Concept 2: Draw-down

Now that we understand what a realistic long-term winning percentage is, it takes us into the second critical concept, the draw-down. The simple fact is that even profitable handicappers have bad stretches... many of them!

Let's use our own plays for this example. Let's call ours a 54% win percentage (just to make the breakdown easier), it would be great if that meant for every 50 plays we went 27 - 23 and made a few units of profit. But that's not how it works. This isn't a straight linear progression. Instead we will have some 50 game samples where we go 32 - 18 (or better) and others where we go 22 - 28 (or worse). It still averages out to 54% but it's not a straight line to get to that number. The key is when those poor stretches happen, have you got the bankroll to be around for the next profitable stretch?

Here's an actual example: From December 15 - December 28 we made 51 plays. Those plays ended up 19 wins, 30 losses and 2 pushes for a 38.8% win percentage. Horrible stretch where we lost almost 13 units, but it happened. That's the draw-down. It's real and you need to be prepared for it. Despite that members are up nearly 30 units of profit! That's because progression to the average (or mean) will always come for good handicappers, but if you go broke on the draw-down, you won't be around to see it.

Far too often we see people making wagers that are far too big a percentage of their bankroll. Could you survive a 13 unit or even a 20 unit draw-down? If the answer is no, you need to rethink your unit size. Here's a chart I have created that has served me quite well.

*This chart assumes you are in bankroll building mode, trying to get to larger unit sizes over time. Also assumes fairly high betting volume, but you can adjust for your personal needs.

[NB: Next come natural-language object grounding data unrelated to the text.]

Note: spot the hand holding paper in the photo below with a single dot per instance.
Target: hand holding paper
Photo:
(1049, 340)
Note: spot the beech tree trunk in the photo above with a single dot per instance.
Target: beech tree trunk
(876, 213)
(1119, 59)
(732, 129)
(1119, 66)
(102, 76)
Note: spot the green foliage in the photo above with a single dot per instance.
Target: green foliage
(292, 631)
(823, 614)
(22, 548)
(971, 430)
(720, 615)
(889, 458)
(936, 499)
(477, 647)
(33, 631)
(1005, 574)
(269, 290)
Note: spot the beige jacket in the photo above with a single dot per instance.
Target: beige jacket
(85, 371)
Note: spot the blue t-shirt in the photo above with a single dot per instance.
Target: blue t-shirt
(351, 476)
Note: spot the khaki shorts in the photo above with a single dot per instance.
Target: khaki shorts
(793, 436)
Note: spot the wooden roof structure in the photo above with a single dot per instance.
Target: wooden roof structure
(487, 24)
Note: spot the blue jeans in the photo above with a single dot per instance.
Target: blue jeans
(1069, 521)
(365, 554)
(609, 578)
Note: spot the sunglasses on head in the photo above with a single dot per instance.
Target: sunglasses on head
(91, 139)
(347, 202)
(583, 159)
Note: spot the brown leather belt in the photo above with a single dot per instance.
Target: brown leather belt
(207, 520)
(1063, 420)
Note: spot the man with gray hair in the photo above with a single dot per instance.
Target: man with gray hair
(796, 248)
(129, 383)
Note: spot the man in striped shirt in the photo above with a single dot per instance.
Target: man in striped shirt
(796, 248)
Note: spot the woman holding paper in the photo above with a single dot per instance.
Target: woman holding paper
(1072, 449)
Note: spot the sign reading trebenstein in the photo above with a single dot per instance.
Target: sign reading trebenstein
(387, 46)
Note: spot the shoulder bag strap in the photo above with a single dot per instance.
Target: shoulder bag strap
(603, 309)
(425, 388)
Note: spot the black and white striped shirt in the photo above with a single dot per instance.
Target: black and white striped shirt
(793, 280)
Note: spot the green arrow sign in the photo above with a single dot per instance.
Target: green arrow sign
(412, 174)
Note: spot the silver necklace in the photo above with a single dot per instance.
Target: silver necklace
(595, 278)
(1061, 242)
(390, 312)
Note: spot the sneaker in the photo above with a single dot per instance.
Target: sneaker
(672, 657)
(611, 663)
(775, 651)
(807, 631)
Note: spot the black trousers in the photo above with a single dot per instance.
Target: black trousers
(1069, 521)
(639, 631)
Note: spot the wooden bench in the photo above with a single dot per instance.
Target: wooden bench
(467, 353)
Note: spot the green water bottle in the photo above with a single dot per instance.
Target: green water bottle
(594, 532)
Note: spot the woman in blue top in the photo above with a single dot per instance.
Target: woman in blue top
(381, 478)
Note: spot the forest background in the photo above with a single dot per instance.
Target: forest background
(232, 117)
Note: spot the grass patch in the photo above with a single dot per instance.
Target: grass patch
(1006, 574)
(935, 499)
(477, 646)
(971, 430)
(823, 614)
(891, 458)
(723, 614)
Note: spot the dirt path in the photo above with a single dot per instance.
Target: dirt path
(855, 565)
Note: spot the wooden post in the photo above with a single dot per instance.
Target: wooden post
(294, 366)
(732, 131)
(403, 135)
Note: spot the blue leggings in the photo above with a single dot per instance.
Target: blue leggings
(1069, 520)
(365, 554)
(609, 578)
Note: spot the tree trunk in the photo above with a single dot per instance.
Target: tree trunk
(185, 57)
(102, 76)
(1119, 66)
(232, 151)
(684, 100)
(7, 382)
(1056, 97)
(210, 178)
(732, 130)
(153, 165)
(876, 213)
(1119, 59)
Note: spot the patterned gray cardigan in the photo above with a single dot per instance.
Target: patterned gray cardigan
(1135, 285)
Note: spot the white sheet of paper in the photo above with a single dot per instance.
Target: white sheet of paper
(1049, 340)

This might seem overly conservative, but if you're a high volume bettor across multiple sports, we think it's very appropriate. You can modify to fit your needs but do not start with less than 50 units in your bankroll. That's an absolute!

The other key thing we've learned is to set your reset dates in advance. This way you are not adjusting your bet sizes during a draw-down or a hot stretch. We can't stress this enough. In this example, we evaluate our betting unit size at the start of each quarter.

By following good bankroll strategy, you'll be in the minority among sports bettors... but you'll be around for the long-haul when others go broke or continue to make deposits!